8  Properties of OLS and Gauss-Markov

Why Should We Trust These Estimates?

Regression
OLS
Gauss-Markov
Author

Jake Anderson

Published

March 21, 2026

Modified

March 26, 2026

Abstract

Different samples give different OLS estimates. Is OLS systematically correct on average? How much does the slope bounce around? And is there a better linear estimator? This chapter answers all three questions: OLS is unbiased under SR1–SR2, its variance depends on noise, x-spread, and sample size, and the Gauss-Markov theorem proves OLS has the smallest variance among all linear unbiased estimators.

NotePrerequisites

You should be familiar with OLS estimation from Chapter 6 and the regression assumptions from Chapter 5.

8.1 Sampling Variation

We estimated \(b_2 = 10.21\) from 40 Australian households. If we surveyed a different group of 40 households, we would almost certainly get a different number. The estimate depends on the specific households in the sample. \(\implies\) \(b_2\) is a random variable with a distribution, a mean, and a variance.

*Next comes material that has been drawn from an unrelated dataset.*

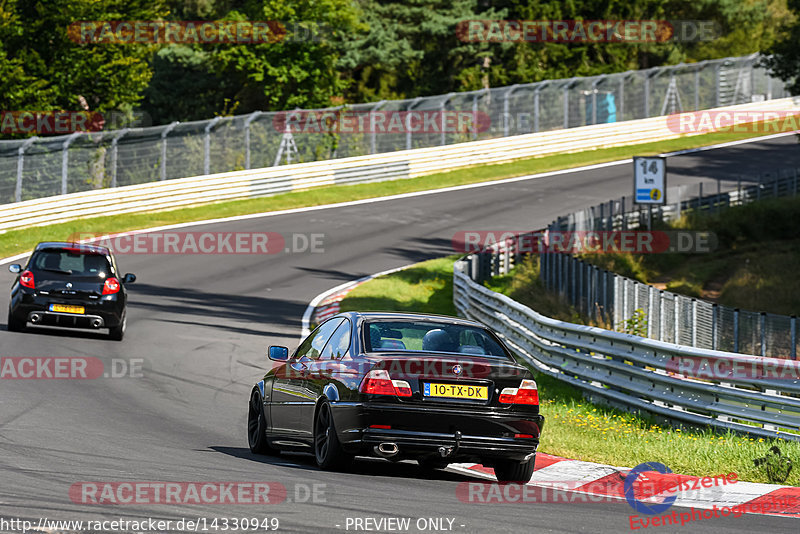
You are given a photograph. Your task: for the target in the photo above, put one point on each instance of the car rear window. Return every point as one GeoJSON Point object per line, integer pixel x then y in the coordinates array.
{"type": "Point", "coordinates": [73, 262]}
{"type": "Point", "coordinates": [431, 336]}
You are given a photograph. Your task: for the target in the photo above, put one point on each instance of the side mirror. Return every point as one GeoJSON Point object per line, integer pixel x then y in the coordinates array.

8.2 \(b_2\) as a Weighted Sum

To study the properties of \(b_2\), rewrite it in a form where we can take expectations. Define weights \(w_i = (x_i - \bar{x}) / \sum(x_j - \bar{x})^2\), which depend only on the \(x\)-values (treated as fixed). Then \(b_2 = \sum w_i y_i\): a weighted sum of the \(y_i\) values. This makes \(b_2\) a linear estimator. The weights satisfy two properties: \(\sum w_i = 0\) and \(\sum w_i x_i = 1\).

Linear estimator: \(b_2 = \sum w_i y_i\) is a linear function of the data. The weights \(w_i\) depend on the \(x\)-values, which are treated as fixed. All the randomness in \(b_2\) comes from the \(y_i\)’s (and therefore the \(e_i\)’s).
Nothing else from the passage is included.